US proposes infra tax bill

Congressman John Delaney’s new bill includes tax code reform with the aim of encouraging infrastructure investment.

Congressman John Delaney, a Democrat representing Maryland in the US House of Representatives, has introduced the Infrastructure and Global Tax Competitiveness Act, a bill aimed at increasing infrastructure investment by reforming the corporate tax code.

Building on the framework of the Partnership to Build America Act, another bill introduced by Delaney in 2013 which has 39 Republican and 37 Democratic co-sponsors, the Infrastructure and Global Tax Competitiveness Act, goes further by including a more comprehensive tax reform component.

Under the new bill, a mandatory deemed repatriation tax of 8.75 percent – the same rate proposed by outgoing House Ways & Means Committee chairman Dave Camp – would be imposed on US corporate earnings currently held overseas.
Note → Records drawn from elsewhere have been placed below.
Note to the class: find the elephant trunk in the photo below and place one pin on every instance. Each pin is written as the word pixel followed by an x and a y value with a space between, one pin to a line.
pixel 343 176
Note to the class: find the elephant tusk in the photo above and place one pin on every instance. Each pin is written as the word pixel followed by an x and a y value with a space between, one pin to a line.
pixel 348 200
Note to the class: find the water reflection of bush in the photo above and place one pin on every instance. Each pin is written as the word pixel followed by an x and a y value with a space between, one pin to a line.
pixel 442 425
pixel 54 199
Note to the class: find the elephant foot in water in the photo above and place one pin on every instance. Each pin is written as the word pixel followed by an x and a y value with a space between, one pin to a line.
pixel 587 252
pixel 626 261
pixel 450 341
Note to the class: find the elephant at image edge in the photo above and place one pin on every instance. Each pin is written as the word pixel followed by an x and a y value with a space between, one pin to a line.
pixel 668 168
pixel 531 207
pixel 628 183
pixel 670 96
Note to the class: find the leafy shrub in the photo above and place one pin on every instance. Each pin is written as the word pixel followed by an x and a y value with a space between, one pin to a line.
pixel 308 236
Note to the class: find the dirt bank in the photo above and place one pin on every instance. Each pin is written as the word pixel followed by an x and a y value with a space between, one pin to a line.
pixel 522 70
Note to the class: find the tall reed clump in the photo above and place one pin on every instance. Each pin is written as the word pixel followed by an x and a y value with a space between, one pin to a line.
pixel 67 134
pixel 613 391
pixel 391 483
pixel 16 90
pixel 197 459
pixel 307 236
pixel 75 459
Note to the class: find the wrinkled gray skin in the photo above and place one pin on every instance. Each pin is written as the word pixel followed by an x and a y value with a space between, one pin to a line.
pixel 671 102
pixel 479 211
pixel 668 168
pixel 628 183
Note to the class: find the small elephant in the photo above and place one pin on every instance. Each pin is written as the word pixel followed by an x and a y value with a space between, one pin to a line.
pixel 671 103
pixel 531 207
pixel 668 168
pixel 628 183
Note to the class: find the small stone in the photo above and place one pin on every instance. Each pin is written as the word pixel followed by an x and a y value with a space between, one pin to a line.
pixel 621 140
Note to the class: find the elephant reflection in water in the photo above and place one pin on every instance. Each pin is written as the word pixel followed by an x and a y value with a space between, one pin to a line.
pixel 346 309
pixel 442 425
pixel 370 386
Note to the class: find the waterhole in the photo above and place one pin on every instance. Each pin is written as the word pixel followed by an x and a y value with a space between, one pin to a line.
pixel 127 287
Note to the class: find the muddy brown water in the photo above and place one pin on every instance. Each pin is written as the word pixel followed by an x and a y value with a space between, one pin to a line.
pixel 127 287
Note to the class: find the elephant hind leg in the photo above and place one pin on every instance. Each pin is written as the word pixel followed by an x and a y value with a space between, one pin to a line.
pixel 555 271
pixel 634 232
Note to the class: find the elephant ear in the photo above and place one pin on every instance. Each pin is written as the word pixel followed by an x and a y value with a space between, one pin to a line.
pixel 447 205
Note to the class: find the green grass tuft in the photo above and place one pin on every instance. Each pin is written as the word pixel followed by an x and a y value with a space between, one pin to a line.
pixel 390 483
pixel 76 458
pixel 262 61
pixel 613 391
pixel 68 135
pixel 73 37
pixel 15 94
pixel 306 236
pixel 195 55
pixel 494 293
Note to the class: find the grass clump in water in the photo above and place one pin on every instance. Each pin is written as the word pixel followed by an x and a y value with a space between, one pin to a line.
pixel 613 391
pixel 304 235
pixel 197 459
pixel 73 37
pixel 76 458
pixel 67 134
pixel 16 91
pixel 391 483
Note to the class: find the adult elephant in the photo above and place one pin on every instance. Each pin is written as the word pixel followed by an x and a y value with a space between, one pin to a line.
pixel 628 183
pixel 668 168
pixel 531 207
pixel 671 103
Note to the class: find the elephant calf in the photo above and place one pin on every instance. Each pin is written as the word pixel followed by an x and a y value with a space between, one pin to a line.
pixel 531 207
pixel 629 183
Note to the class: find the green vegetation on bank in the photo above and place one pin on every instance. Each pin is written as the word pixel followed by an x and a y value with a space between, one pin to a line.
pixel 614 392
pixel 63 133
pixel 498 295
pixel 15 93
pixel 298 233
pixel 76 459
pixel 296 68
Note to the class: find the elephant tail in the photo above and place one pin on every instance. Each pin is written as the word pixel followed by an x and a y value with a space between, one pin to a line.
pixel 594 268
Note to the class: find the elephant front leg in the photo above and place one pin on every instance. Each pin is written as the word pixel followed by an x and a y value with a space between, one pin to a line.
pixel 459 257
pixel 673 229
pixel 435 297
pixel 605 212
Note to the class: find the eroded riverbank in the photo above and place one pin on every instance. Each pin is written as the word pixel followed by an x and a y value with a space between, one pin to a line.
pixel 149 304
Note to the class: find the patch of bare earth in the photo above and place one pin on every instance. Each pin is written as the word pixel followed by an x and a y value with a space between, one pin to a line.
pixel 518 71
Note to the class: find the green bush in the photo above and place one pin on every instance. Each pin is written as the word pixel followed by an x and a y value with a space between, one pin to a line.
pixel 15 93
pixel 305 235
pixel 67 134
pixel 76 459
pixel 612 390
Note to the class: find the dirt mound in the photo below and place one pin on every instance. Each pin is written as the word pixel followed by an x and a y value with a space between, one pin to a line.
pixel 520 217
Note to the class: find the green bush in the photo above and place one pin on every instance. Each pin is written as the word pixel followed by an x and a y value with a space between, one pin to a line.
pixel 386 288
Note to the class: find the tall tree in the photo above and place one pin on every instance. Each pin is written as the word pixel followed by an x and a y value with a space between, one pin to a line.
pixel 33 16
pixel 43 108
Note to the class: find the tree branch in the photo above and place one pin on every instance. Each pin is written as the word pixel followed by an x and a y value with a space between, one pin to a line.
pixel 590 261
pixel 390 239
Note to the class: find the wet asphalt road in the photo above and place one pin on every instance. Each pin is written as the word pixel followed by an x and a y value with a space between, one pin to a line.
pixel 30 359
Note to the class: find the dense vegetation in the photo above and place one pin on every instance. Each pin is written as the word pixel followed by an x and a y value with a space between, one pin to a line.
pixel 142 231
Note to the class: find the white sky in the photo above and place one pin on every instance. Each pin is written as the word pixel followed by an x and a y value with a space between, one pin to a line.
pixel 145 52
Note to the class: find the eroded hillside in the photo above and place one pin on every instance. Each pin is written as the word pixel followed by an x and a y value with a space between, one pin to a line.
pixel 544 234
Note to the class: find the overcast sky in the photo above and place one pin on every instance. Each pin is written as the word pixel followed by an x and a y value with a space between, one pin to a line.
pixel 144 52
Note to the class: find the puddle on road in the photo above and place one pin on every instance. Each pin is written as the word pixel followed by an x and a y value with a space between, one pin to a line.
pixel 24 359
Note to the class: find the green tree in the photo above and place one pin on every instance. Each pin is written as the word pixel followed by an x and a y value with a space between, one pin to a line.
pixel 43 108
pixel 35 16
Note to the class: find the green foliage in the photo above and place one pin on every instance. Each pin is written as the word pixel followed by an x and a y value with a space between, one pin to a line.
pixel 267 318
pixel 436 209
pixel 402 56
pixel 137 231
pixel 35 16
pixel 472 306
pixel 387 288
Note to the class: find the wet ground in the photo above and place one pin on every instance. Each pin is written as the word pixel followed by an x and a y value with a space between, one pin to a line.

It also establishes an 18-month deadline for the passage of comprehensive or international tax reform.

“Constructive tax reform proposals have been put forward in both chambers, but Congress needs a deadline to cross the finish line,” Delaney’s office said in a statement released recently.

If reform is not enacted, a fallback option “would end deferral and establish new lower rates on international earnings, eliminating the lock-out effect that discourages repatriation and allowing for the free flow of profits back to the United States.”

The fallback option is based on “Option Z”, a framework developed by Senate Finance Chair Max Baucus but with different rates. Companies generating earnings in zero-tax jurisdictions would pay 12.25 percent tax to the US, while companies already paying the OECD average of 25 percent, would only pay an additional 2 percent to the US.

These tax revenues would then be used for a six-year reauthorization of the Highway Trust Fund, the federal government’s primary funding mechanism for surface transportation projects. The Fund, which was set to go bankrupt this past August unless Congress took action, has been made solvent through May 2015.

In addition to reauthorizing it for six years, Delaney’s new bill would also establish a bipartisan and bicameral commission charged with formulating a solution for long-term solvency of the HTF.

The proposed legislation would also capitalize the American Infrastructure Fund (AIF), a $50 billion fund, which would be leveraged to finance $750 billion of additional transportation, water, energy, communications and education infrastructure projects. Financing would be available only to state and local governments, according to the statement.

The creation of a $50 billion infrastructure bank had been the centerpiece of Delaney’s Partnership to Build America Act. However, under that bill, the bank would be capitalized through the sale of 50-year bonds, which US corporations would be incentivized to buy by repatriating a portion of their earnings tax-free.

The Infrastructure and Global Tax Competitiveness Act will not replace the Partnership to Build America Act, which Delaney will re-introduce in the next Congress, a spokesperson told Infrastructure Investor.

“A large bipartisan coalition has rallied behind the Partnership to Build America Act and we’ve proven that there is strong bipartisan support for tying international tax reform to new investments in infrastructure,” Delaney said in the statement. “The rising threat of corporate inversions, the looming insolvency of the Highway Trust Fund, and the daily problems caused by inadequate infrastructure all mean that we shouldn’t delay. It’s time for a new solution.”

Tying infrastructure investment to tax reform is in line with recent comments made by President Barack Obama earlier this month. At a Business Roundtable event, Obama said that tax reform was at the top of the list of issues his administration will look to tackle over the last two years of his term. Infrastructure would be part of that reform.